I found a good expository paper by Keith Conrad, which explains by examples the technique of derivative under the integral sign. Here's the link:
http://www.math.uconn.edu/~kconrad/blurbs/analysis/diffunderint.pdf
In these examples, the integrand is a function of both $x$ (the variable on which the differentiation is intended) and the parameter $t$. However, in most of the examples given in the paper, the limits of integration are constants.
Then, there're these following links from mathmistakes.info, which have examples where the limit of the integral is a function of $x$ but the integrand itself is independent of $x$ (i.e. the integrand is solely a function of $t$).
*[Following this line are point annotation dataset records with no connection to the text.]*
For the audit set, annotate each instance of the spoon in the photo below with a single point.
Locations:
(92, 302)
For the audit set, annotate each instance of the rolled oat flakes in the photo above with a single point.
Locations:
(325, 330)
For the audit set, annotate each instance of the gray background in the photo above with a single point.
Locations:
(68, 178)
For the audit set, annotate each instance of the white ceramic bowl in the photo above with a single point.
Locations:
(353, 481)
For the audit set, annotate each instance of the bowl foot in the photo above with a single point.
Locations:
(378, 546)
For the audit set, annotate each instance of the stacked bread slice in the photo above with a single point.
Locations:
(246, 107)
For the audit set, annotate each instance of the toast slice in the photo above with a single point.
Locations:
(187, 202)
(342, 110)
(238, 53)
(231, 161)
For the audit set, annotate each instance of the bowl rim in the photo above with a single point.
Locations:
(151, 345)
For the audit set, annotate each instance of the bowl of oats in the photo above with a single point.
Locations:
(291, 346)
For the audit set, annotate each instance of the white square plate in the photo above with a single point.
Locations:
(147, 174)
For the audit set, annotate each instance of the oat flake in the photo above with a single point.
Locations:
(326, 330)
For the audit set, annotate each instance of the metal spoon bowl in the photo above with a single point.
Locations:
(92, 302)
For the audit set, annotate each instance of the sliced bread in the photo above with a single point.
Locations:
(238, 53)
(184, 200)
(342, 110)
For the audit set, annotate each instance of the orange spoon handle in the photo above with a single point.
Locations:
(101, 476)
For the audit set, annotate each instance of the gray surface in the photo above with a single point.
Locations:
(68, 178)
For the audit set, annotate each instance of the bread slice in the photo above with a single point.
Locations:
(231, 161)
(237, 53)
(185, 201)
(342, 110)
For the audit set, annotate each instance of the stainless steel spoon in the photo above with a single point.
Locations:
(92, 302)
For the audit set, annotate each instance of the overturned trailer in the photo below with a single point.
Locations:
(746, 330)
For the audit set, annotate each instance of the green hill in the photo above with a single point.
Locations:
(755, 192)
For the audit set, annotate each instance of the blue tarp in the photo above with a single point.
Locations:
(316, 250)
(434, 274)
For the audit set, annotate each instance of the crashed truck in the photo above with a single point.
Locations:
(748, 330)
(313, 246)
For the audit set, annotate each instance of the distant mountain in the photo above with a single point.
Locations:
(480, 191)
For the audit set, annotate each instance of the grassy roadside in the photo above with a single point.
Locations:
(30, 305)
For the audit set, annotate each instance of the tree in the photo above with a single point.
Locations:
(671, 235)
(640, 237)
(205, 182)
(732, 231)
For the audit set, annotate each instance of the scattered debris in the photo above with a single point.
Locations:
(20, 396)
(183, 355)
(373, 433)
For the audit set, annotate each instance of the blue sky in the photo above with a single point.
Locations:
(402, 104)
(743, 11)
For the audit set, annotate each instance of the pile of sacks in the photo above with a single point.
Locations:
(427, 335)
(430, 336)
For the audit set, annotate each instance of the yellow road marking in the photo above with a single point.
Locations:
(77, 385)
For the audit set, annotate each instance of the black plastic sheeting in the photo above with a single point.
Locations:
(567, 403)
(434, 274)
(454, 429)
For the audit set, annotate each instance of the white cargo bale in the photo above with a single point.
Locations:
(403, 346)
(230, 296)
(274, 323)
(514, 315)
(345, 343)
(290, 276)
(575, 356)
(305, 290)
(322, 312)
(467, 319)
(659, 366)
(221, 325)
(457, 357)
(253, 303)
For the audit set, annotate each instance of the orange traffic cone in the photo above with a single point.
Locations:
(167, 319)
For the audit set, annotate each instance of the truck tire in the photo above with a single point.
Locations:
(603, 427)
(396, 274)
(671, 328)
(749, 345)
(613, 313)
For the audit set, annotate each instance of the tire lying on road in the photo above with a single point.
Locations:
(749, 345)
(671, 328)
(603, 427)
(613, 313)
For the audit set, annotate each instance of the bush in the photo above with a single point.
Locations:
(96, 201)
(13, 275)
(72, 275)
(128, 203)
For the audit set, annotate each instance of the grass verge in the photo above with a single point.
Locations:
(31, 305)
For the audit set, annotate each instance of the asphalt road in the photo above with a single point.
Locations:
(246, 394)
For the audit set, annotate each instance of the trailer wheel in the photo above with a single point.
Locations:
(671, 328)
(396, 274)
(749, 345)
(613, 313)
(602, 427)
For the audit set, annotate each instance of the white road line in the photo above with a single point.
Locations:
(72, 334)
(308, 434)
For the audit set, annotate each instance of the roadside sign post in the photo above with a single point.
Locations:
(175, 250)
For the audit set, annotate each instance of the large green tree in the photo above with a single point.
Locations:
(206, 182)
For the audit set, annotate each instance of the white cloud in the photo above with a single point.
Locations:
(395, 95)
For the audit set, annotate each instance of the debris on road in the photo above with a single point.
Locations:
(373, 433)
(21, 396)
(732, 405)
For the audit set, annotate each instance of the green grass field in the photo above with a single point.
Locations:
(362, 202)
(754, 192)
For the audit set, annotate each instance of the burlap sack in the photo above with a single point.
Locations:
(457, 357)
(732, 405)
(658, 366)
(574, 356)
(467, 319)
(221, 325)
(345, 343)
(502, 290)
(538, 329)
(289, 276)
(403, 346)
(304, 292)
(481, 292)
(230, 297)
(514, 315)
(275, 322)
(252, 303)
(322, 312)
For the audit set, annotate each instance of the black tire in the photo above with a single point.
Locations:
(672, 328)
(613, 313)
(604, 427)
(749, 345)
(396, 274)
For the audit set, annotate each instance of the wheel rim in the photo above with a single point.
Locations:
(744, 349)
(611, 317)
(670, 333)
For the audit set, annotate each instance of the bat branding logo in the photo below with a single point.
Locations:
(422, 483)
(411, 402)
http://www.mathmistakes.info/facts/CalculusFacts/learn/doi/doi.html
http://www.mathmistakes.info/facts/CalculusFacts/learn/doi/doif.html
I was looking for techniques for differentiating integrals of the following kind $$\int_0^{g(x)} h(x,t) dt$$ where both the limit and the integrand are functions of $x$. I would prefer to have some examples of course, but any insight is appreciated.
There is a full derivation here of a more general version:
$$ f(x) = \int_{s(x)}^{g(x)} h(x, t) dt $$
$$ \frac{df}{dx} = \int_{s(x)}^{g(x)} \partial_x h(x, t) dt + h(x, g(x)) \frac{dg}{dx} - h(x, s(x)) \frac{ds}{dx} $$
For sure, this is not a complete answer (since I must confess I do not remember how it is established), but, as far as I know, I think that it is$$\frac{d}{dx}\int_0^{g(x)} h(x,t)\, dt= h\big(x,g(x)\big)\,\frac{dg(x)}{dx}+\int_0^{g(x)} \frac{dh(x,t)}{dx}\, dt$$ The first term is just the application of the fundamental theorem of calculus.
It is easy to control that, at least, this holds using $h(x,t)=a(x)+b(t)$, $h(x,t)=a(x)\,b(t)$, $h(x,t)=\frac{a(x)}{b(t)}$ and for almost any composition where we can separate the variables.
I played with some more complex functions in which the variables cannot be separated and it works.
I hope and wish you will receive better answers.